Data Protection Authority as defendant.

Such an appeal can be lodged by means of an inter partes petition stating the conditions referred to in Article

1034ter of the Judicial Code must contain the entries listed. The petition 10

contradiction must be submitted to the registry of the Market Court in accordance with Article

1034quinquies of the Ger.W. , or via the e-Deposit IT system of Justice (Article 32ter

of the Ger.W.).

(get).
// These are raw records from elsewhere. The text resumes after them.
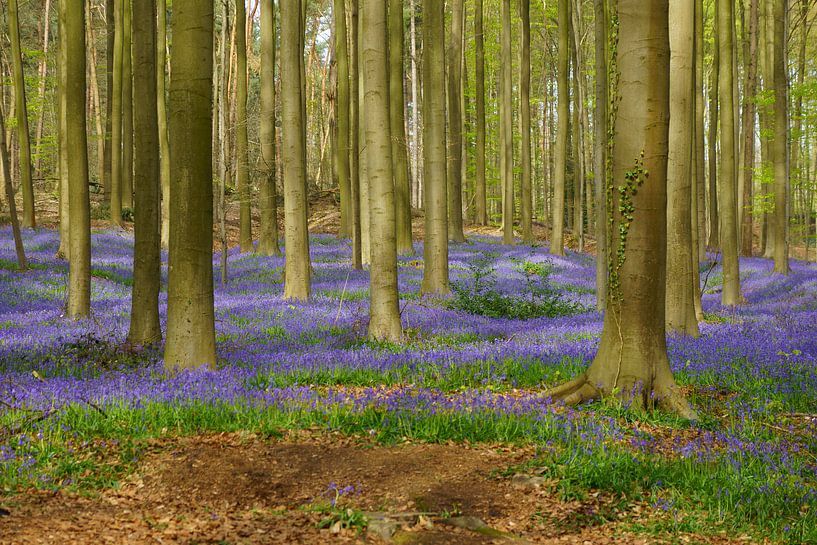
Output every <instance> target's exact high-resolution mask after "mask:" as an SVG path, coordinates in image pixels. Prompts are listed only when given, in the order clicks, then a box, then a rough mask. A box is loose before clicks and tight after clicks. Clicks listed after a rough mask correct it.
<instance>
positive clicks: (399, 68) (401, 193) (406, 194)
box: [389, 0, 414, 255]
mask: <svg viewBox="0 0 817 545" xmlns="http://www.w3.org/2000/svg"><path fill="white" fill-rule="evenodd" d="M404 79H405V78H404V75H403V0H390V4H389V97H390V99H391V105H390V110H389V111H390V115H391V119H390V121H391V131H392V163H393V164H394V198H395V209H396V213H397V220H396V221H397V253H399V254H401V255H408V254H413V253H414V245H413V243H412V233H411V187H410V182H409V170H408V145H407V139H406V116H405V97H404V96H403V95H404V93H403V81H404Z"/></svg>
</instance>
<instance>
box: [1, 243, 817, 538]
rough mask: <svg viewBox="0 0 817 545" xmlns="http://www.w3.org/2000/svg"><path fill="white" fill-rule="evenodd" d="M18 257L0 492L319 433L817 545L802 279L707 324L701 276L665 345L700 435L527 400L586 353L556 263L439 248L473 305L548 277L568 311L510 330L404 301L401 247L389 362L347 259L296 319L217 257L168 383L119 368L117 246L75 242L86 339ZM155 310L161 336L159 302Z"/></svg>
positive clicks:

Hielke Hijmans

Chairman of the Disputes Chamber

10The petition states, under penalty of nullity:

  1° the day, month and year;
  2° the surname, first name, place of residence of the applicant and, where applicable, his capacity and his national register or
     company number;
  3° the surname, first name, place of residence and, where applicable, the capacity of the person to be summoned;
  4° the subject matter and brief summary of the grounds of the claim;
  5° the judge before whom the claim is brought;
  6° the signature of the applicant or his lawyer.

11The petition with its appendix will be sent by registered letter, in as many copies as there are parties involved, to the
registrar of the court or deposited at the registry.